The oldest Baby Boomers are now turning 70. Suddenly, the possibility of needing long term care looms, despite the medical advances of joint replacement, heart surgeries, and pharmaceuticals. Boomers now must face the increasing possibility of needing care with activities of daily living - things like dressing, bathing, and toileting.
Medicare does not cover these basic services - beyond a limited number of days of "skilled" nursing care required, for example, after a surgery. The Veteran's Administration does cover some care, primarily restricted to VA nursing homes. Long term care insurance is the obvious solution - yet fewer than 10 percent of the senior population has such a policy.
So many seniors who need daily custodial care are forced to turn to state Medicaid programs. And in these days of dwindling state budgets, that's not likely to be an appealing solution -- despite some Federal matching funds recently added to some state budgets under the Affordable Care Act.
Here's what you should know if you're counting on Medicaid as a last resort for custodial care:
1. Medicaid care takes away choice. More than half of all Medicaid custodial care is given in an institutional setting. That takes away the chance to remain at home and have limited care for several hours a day. It also takes away your choice of nursing homes. Given increasing demand and low Medicaid reimbursement rates, most facilities have a limited number of Medicaid beds, instead opting to serve those who pay through private savings or Long Term Care Insurance.
2. Medical and financial qualification is necessary. Each state sets its own criteria to qualify for Medicaid custodial care. For example, the state of Illinois provides long term care services for 55,000 eligible residents in 738 nursing facilities. Those facilities take all but $30 a month from your Social Security or other income to pay for your nursing home care.

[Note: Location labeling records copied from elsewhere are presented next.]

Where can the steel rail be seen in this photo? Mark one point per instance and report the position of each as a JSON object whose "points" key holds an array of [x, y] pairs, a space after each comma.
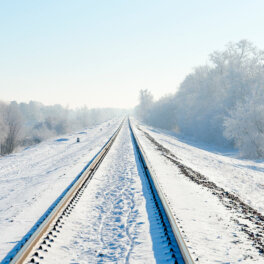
{"points": [[25, 251], [176, 231]]}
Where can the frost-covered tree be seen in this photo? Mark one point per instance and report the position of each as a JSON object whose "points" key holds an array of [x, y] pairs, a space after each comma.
{"points": [[211, 98], [245, 126], [13, 126], [145, 104]]}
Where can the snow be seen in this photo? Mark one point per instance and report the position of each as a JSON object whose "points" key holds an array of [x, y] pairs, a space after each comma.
{"points": [[32, 179], [114, 220], [207, 226], [245, 178]]}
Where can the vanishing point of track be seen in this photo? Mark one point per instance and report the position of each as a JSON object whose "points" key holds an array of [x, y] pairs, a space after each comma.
{"points": [[43, 233]]}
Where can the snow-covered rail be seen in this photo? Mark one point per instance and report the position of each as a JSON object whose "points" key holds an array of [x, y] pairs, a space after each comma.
{"points": [[176, 243], [42, 233]]}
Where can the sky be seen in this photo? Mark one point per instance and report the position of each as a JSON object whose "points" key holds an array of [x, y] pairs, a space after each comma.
{"points": [[101, 53]]}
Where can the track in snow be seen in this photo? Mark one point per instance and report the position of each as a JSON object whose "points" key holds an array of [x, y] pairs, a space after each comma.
{"points": [[116, 219]]}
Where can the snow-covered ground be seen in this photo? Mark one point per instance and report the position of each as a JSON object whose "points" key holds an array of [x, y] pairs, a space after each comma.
{"points": [[210, 229], [32, 179], [113, 221]]}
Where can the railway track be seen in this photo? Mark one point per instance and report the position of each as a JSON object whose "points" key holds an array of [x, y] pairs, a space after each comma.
{"points": [[38, 240]]}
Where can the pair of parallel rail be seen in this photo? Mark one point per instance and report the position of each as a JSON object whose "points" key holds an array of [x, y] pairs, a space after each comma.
{"points": [[26, 250]]}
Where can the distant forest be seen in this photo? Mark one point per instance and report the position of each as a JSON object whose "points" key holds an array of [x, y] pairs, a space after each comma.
{"points": [[221, 103], [24, 124]]}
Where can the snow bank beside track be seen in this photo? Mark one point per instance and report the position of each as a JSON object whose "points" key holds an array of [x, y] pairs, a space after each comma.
{"points": [[32, 179]]}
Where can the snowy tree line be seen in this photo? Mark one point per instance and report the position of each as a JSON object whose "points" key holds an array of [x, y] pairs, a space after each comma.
{"points": [[221, 103], [24, 124]]}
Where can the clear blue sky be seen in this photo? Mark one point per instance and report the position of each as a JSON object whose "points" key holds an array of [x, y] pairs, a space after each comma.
{"points": [[102, 52]]}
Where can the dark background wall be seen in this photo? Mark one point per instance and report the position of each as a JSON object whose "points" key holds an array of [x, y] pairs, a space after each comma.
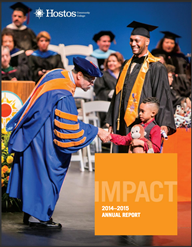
{"points": [[114, 16]]}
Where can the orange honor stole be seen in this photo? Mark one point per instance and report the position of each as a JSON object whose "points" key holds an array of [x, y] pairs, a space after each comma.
{"points": [[132, 107]]}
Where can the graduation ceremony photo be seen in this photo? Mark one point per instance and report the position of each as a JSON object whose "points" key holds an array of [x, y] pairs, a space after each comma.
{"points": [[96, 123]]}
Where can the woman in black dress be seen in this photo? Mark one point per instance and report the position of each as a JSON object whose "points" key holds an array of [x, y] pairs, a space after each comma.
{"points": [[43, 60]]}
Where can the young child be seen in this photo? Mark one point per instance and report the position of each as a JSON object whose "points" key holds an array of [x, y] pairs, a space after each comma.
{"points": [[147, 111]]}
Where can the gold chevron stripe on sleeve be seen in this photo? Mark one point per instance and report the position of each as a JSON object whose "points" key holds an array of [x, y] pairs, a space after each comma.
{"points": [[69, 144], [68, 136], [66, 115], [66, 126]]}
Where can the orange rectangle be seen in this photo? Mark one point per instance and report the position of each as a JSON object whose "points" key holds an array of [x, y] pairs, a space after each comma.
{"points": [[135, 194]]}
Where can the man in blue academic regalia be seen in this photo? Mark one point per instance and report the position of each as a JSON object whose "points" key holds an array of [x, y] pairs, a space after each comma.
{"points": [[45, 132]]}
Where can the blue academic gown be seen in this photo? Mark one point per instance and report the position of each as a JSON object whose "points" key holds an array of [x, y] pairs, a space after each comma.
{"points": [[46, 131]]}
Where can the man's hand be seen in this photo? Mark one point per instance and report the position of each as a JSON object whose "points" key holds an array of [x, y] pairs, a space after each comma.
{"points": [[28, 52], [104, 135], [165, 129]]}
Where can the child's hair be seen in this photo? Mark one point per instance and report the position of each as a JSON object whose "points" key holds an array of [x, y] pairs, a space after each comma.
{"points": [[152, 100]]}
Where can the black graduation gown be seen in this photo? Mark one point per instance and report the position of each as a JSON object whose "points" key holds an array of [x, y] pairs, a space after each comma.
{"points": [[25, 39], [155, 85], [102, 87], [8, 74], [37, 63], [20, 62], [181, 83], [176, 98]]}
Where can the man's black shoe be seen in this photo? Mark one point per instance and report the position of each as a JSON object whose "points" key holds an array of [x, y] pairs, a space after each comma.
{"points": [[46, 224]]}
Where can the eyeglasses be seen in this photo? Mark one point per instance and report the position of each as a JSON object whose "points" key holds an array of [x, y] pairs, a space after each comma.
{"points": [[89, 79]]}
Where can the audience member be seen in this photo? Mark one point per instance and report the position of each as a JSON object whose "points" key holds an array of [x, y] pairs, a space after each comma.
{"points": [[43, 60], [25, 37], [152, 140], [18, 58], [185, 102], [104, 86], [103, 40], [7, 71], [141, 77], [173, 55]]}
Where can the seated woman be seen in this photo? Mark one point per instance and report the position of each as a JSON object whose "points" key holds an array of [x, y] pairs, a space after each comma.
{"points": [[43, 60], [169, 48], [7, 71], [105, 85], [18, 58]]}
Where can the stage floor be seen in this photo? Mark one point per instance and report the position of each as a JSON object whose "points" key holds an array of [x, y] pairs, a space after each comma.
{"points": [[75, 211]]}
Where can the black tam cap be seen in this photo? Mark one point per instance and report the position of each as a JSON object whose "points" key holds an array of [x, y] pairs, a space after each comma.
{"points": [[86, 67], [21, 7], [141, 28], [97, 36], [170, 35]]}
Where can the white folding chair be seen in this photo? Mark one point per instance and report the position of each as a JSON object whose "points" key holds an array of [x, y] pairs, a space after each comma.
{"points": [[93, 107], [75, 50]]}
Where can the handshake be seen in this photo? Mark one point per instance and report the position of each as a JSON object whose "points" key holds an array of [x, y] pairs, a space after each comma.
{"points": [[104, 135]]}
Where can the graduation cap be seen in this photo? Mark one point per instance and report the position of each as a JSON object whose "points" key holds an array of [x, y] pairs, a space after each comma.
{"points": [[170, 35], [141, 28], [97, 36], [22, 7], [86, 67]]}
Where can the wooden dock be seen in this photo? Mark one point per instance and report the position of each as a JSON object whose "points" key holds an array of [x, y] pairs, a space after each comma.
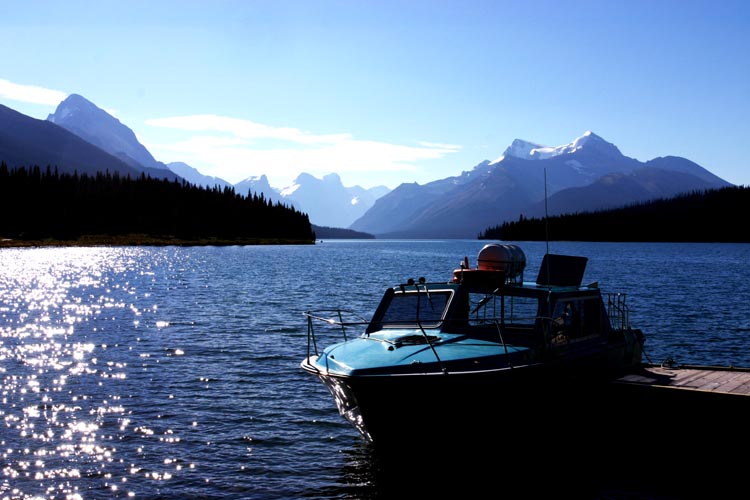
{"points": [[724, 380]]}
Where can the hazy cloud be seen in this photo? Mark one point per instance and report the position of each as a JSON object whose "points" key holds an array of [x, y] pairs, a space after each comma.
{"points": [[30, 93], [232, 148]]}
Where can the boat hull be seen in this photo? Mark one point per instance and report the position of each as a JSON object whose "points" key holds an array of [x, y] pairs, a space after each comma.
{"points": [[508, 404]]}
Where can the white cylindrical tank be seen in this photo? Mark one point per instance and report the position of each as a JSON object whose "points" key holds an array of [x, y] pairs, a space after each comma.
{"points": [[498, 257]]}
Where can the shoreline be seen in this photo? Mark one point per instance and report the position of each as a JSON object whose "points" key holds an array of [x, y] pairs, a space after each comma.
{"points": [[146, 240]]}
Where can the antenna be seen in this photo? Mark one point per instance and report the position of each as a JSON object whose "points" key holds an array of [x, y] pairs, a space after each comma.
{"points": [[546, 215]]}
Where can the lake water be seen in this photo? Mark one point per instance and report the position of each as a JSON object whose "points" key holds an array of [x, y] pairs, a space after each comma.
{"points": [[173, 372]]}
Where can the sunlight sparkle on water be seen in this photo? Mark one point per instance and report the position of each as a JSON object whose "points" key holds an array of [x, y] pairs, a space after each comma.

3. Exemptions for spouses remaining in community. Each state sets its own limitations for how much of your income will be retained by your spouse. For example, in Illinois in 2015, the non-Medicaid spouse could keep up to $2,980.50 of income per month from the Medicaid spouse. The Federal maximum for property retained by the community spouse is $119,220, in addition to the family home (up to a value of $552,000, or higher in some states), car, and household furnishings. But your state exemptions might be lower than the Federal limits, which are adjusted yearly.
4. Avoid Medicaid planning and transfers. It obviously is tempting to simply transfer assets to children, thus qualifying for your state's Medicaid long term care program. In fact, an entire industry has sprung up to plan for this eventuality. But states are getting tougher - creating a "look back" period, typically 5 years, to examine such asset transfers. And as state budgets are squeezed, some states are moving more aggressively to recover payment from sale of the home after the community spouse residing there dies.
5. Consider Long Term Care Insurance. Although it's estimated that 70 percent of seniors will need at least some assistance in performing basic activities of daily living during their lifetimes, the average stay in a long term care facility - the dreaded nursing home - is only 2.43 years.
So you may be better off purchasing a short-term Long Term Care Insurance policy - one that gives flexibility to access benefits for either home health care, assisted living, or a nursing home if needed. Once you become a resident in your nursing home of choice by paying for the initial months of care, you are likely to be allowed to stay as a Medicaid-paid resident.
If you have questions about these items, or want to know the Medicaid income and asset exemption levels for your state, go to www.ElderLawAnswers.com.
Growing older is better than the alternative. And realistically planning for the possibilities of needing care in your later years gives peace of mind for you - and your family. That's the Savage Truth.